ICPFセミナー第19回「政府の知的財産戦略」に参加してきた。政府の知的財産戦略推進事務局の方が「知的財産推進計画2007」の骨子を前半部分で説明してくださり、後半部分は参加者がディスカッションをするという形式だったが、この領域について不勉強な私にはえるものが多く有意義だった。*1
ただ、「知的財産推進計画2007」への全体的な印象について言えば、「コンテンツ流通促進」や「幅広い人の創作活動の関与」というコンテンツ大国日本に向けての立派なビジョンを掲げているわりには、具体的な施策レベルにうつると「政府は場を提供するにとどまる」とか、「基本的にはそういう問題は民と民で」とか、「まだ検討は始まったばかり」とか、「文部科学省の宿題になっている」とか、腰のひけた心もとない発言ばかりで、ビジョンに向けて力強い牽引力を知財戦略推進事務局が果たすという気概も、それに向けての説得力のある施策も提示されなかったのが非常に残念。
なぜ施策がへっぴり腰になってしまうかというと「一部のコンテンツ保持者の既得権益を如何に損なわない形で」という「但し書き」が施策を考える起点となっていることに起因すると思う。
私が「その権利者とは誰か。
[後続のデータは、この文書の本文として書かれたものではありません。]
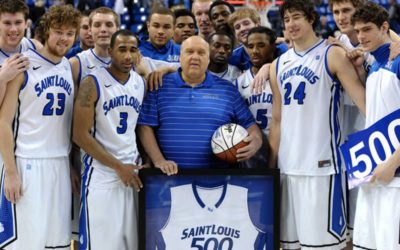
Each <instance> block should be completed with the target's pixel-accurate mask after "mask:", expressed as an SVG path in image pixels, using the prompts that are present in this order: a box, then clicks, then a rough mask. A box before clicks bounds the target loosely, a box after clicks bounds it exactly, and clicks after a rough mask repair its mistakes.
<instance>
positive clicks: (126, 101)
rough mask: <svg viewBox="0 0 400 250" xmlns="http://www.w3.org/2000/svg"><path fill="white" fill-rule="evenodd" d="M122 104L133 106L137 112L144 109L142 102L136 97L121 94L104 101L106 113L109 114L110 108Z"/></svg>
mask: <svg viewBox="0 0 400 250" xmlns="http://www.w3.org/2000/svg"><path fill="white" fill-rule="evenodd" d="M120 106H127V107H132V108H133V109H134V110H135V111H136V112H137V113H139V112H140V110H141V109H142V104H141V103H140V102H139V100H138V99H137V98H136V97H134V96H128V95H121V96H117V97H114V98H112V99H110V100H107V101H105V102H104V103H103V110H104V115H107V113H108V112H109V111H110V110H112V109H114V108H116V107H120Z"/></svg>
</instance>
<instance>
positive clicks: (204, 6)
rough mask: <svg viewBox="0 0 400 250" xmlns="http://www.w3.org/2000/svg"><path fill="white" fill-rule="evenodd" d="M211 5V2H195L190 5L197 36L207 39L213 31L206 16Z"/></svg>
mask: <svg viewBox="0 0 400 250" xmlns="http://www.w3.org/2000/svg"><path fill="white" fill-rule="evenodd" d="M211 4H212V1H211V0H195V1H194V2H193V4H192V13H193V15H194V17H195V18H196V25H197V27H198V29H199V35H200V36H203V37H207V36H208V35H210V34H211V33H212V32H213V31H214V28H213V26H212V24H211V21H210V17H209V15H208V12H209V10H210V6H211Z"/></svg>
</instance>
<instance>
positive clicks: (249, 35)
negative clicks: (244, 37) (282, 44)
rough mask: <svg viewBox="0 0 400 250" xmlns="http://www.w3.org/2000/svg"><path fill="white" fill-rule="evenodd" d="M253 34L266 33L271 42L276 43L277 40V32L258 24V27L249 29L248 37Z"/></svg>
mask: <svg viewBox="0 0 400 250" xmlns="http://www.w3.org/2000/svg"><path fill="white" fill-rule="evenodd" d="M252 34H265V35H267V37H268V40H269V44H271V45H272V44H275V42H276V33H275V32H274V31H273V30H271V29H270V28H267V27H264V26H258V27H253V28H251V29H250V30H249V33H248V34H247V39H248V38H249V36H250V35H252Z"/></svg>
文芸家協会の会員は2500人だが、ブロガーは800万人以上いる。この著作者の圧倒的多数は、表現の自由を侵害する著作権の強化に反対だ」というと、大塚氏は「そういう視点は、今回の計画には抜けている」と率直に認めた。
セミナーでも、ブログでも池田さんが強調されているが、上記は非常に重要な点。著作者の対象を勝手に既にコンテンツを保持している人に限定してしまえば、既得権益者に有利な権利保護的施策のオンパレードになることは目に見えている。「コンテンツの海外展開を推進したい」とのこともおっしゃられていたが、国内に楽で、甘く、おいしい市場があるのに、競争の激しい海外に敢えて進出する人が増えるわけはない。
「政府の役割はなるべく小さくし、場を提供するに留める」というのは大いに結構だが、その前に政府がなすべきことにまずきちんと取り組むべきだ。で、私が考えるに政府が本当にすべきこととは、既得権益者の権利保護を前提とした施策策定ではなく、一旦権利保護を忘れ、まず全体の利益になるような枠組み作り・法整備をし、その結果生み出された利益を下に、権利を剥奪された既得権益者に対するセーフティネットを設けることだ。
パッチワークをはることではなく、一旦壊すことにフォーカスする、そういう骨太な取り組み方をしなければ、コンテンツ大国なんて夢のまた夢だ。